Founded in 1998 by history professors Edward L. Ayers and William G. Thomas, VCDH has grown from a few initial projects to a dozen digital collections and electronic initiatives available to the public at no cost. Currently all projects deal with topics in American history, especially the South, but the Center hopes to include world history in future projects.

“Most of our sites are driven by historians, so it’s not a matter of us soliciting a project or an idea but rather the other way around,” says Mink. “A historian says, ‘I’ve got all this [information] and I somehow want to make it accessible.’” The historian then works with the Center to create an online database of primary sources. The goal is to make the resources as easily navigable as possible, but some collections, such as Valley of the Shadow, are so complex that teachers seek guidance to best select and implement materials in the classroom.

This is where Mink comes in. He works with teachers and school systems to create lesson plans based on one or several of VCDH’s projects. One challenge he addresses is how to guide students through successful exploration of the sites. “What’s intuitive for college students is not so for an eighth-grader,” Mink says.

VCDH has established a partnership with the Tredegar Civil War Center in Richmond, which is building a new museum on the James River. The two organizations will together create a Web-based teaching companion to complement the exhibitions. “Most of the time kids don’t know what to do when they go to a museum, so we want this online resource to be a way for teachers to show kids what to do before they go,” Mink says. Students might learn, for example, how to read a census record or analyze a battle map.
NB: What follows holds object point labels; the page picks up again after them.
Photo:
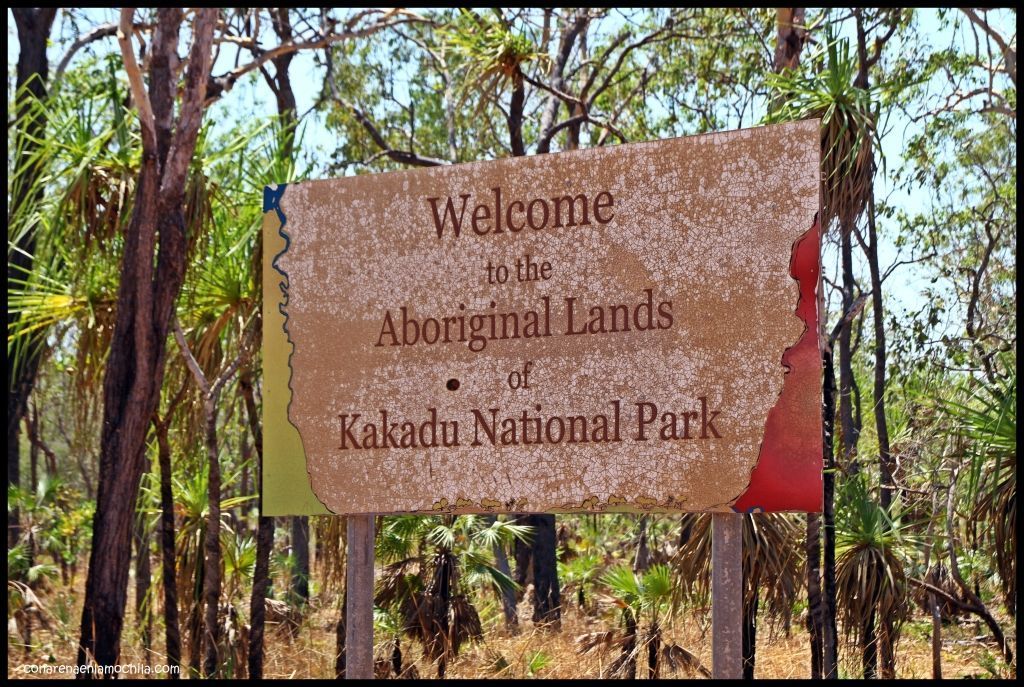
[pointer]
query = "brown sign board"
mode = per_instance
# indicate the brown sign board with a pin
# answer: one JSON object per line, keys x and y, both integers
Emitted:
{"x": 624, "y": 328}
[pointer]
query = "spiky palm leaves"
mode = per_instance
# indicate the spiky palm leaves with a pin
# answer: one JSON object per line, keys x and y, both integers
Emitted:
{"x": 986, "y": 424}
{"x": 773, "y": 569}
{"x": 849, "y": 127}
{"x": 88, "y": 160}
{"x": 431, "y": 563}
{"x": 872, "y": 551}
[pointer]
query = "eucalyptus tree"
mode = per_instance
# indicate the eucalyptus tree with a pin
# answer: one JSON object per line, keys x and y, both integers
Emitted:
{"x": 154, "y": 265}
{"x": 472, "y": 85}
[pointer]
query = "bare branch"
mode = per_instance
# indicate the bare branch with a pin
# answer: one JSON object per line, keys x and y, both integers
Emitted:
{"x": 99, "y": 32}
{"x": 194, "y": 368}
{"x": 220, "y": 85}
{"x": 140, "y": 95}
{"x": 183, "y": 142}
{"x": 1009, "y": 53}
The Center’s newest collection, Television News in the Civil Rights Era 1950-1970, has quickly become a popular teaching tool in Virginia schools. The project was born when two Roanoke TV stations donated the rights to several hundred hours of nightly news footage to VCDH. Staff members and student workers then “went through with a historian’s eye and partitioned out anything to do with the Civil Rights movement in a local, place-based sense,” says Mink. The clips include speeches by leaders and politicians, interviews with citizens and footage of school desegregation efforts.

Mink is directing a three-year, $993,060 Teaching History project, which will offer seminars and pay for graduate study for teachers in four school districts in the Roanoke and New River valleys. One summer seminar will focus on the archive, with teachers conducting research and sharing the results with their communities and their students.

The television archives are a particularly strong way to foster students’ interest, says Mink, because they are able to watch the events unfold in their own state, in places where they live and visit. “Rather than iconic Rosa Parks and iconic Birmingham, which kids often have a hard time really identifying with, this is a way to provide video images of life during the Jim Crow era, the Civil Rights movement and desegregation of schools in Charlottesville, Norfolk, Danville, Farmville,” said Mink. “It’s really powerful stuff.”